Robert: Indeed, that is why the framers were so afraid of giving the "common man" the right to vote.Robert: They felt such people could not be trusted to understand what was best.

(to be continued tomorrow)


Julie Pippert said...


And intriguing end point. Isn't it a degree of arrogance to assume that even a decision made in what appears to be ignorance or because of irrelevant issues (such as "he seemed nice" or "I don't want change") is a matter of not knowing what is best? Paternalistic anyway.

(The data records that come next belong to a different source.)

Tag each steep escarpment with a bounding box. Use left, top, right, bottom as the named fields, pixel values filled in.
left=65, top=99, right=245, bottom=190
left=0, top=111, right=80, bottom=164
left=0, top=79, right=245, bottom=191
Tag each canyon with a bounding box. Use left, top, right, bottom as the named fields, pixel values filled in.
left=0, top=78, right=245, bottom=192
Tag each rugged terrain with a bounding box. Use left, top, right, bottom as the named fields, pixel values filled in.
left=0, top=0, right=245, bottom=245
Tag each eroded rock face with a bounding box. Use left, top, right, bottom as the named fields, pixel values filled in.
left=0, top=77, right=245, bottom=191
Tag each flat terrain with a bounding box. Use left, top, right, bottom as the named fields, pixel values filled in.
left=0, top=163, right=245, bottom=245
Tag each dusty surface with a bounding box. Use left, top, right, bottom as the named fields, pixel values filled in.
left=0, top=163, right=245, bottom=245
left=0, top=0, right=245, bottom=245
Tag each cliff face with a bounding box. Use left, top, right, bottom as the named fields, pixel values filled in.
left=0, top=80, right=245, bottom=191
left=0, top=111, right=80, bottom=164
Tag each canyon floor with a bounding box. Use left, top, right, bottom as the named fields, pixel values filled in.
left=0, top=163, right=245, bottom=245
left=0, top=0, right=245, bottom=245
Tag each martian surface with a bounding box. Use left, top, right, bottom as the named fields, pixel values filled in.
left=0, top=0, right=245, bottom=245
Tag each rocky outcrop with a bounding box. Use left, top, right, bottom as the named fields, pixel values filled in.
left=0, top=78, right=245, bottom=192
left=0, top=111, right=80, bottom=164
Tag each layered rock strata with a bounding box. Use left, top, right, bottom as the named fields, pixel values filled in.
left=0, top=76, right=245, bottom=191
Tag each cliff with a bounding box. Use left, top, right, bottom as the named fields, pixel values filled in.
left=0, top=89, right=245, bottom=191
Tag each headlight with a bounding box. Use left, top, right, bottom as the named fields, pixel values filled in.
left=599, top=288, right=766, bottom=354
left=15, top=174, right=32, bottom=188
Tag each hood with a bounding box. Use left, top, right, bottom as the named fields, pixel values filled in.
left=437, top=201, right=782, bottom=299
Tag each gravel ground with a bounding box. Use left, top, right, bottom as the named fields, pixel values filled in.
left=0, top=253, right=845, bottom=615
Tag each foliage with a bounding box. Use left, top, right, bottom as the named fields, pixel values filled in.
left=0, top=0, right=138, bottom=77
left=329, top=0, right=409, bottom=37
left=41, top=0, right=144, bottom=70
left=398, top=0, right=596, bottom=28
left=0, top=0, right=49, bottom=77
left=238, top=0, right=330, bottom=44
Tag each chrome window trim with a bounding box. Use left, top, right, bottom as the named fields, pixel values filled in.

I do get frustrated when people choose deliberately to remain ignorant of larger societal issues, and vote from a place of unmindfulness (call Webster's; I haven't had a full night's sleep in a week so am losing my vocabulary). Sometimes I think the idea of a mass call to get out and vote is irresponsible. Is it better to not vote if you have chosen to remain ignorant? But then I chastise myself.

Robert said...

I parsed up the conversation to try not to make it one massive post, and I did my best to not end in the middle of a point.

At times I am torn between whether it is best to allow all to vote or to require all to vote, whether it is best to limit the number in some fashion because of the general apathy of so many. In the end, the system of who gets to vote is what it is, and I would prefer that all voters get educated and make reasonable decisions on who to support and how instead of taking away voting rights (or requiring voting, which is a dangerous thought because of all the people who might vote to avoid some penalty but would have no interest in the outcome). The problem with the political environment is that so many people are not involved and therefore assume they have no power to influence the process. I can speak from experience in saying they are mistaken. One person can make a tremendous difference, but it might not be by only casting a vote (which is the disconnect so many seem to have). Imagine if I raised my child by showing up once every two years to cast my vote on what she should do differently. I know that's a big stretch to compare it that way, but honestly, if people expect that only voting every two years (or four, in many cases) is the only way to be involved in shaping policy and the surrounding discussion, then they simply don't understand the process. Being educated is a basic step to involvement. Spreading the message about what you agree with and believe - and discussing those ideas with both assenters and dissenters - is another step, and a step that few take. Still another step is actively selecting candidates to help in an active fashion, through funds and/or through effort (even if that effort is simply to put a sign in the yard), but very few even consider that part of the process.

This post is somewhat convoluted, but I hope it gets the point across. I wish more people would take the time to "parent" our government. We might see a lot more get done if we all did more to pay attention.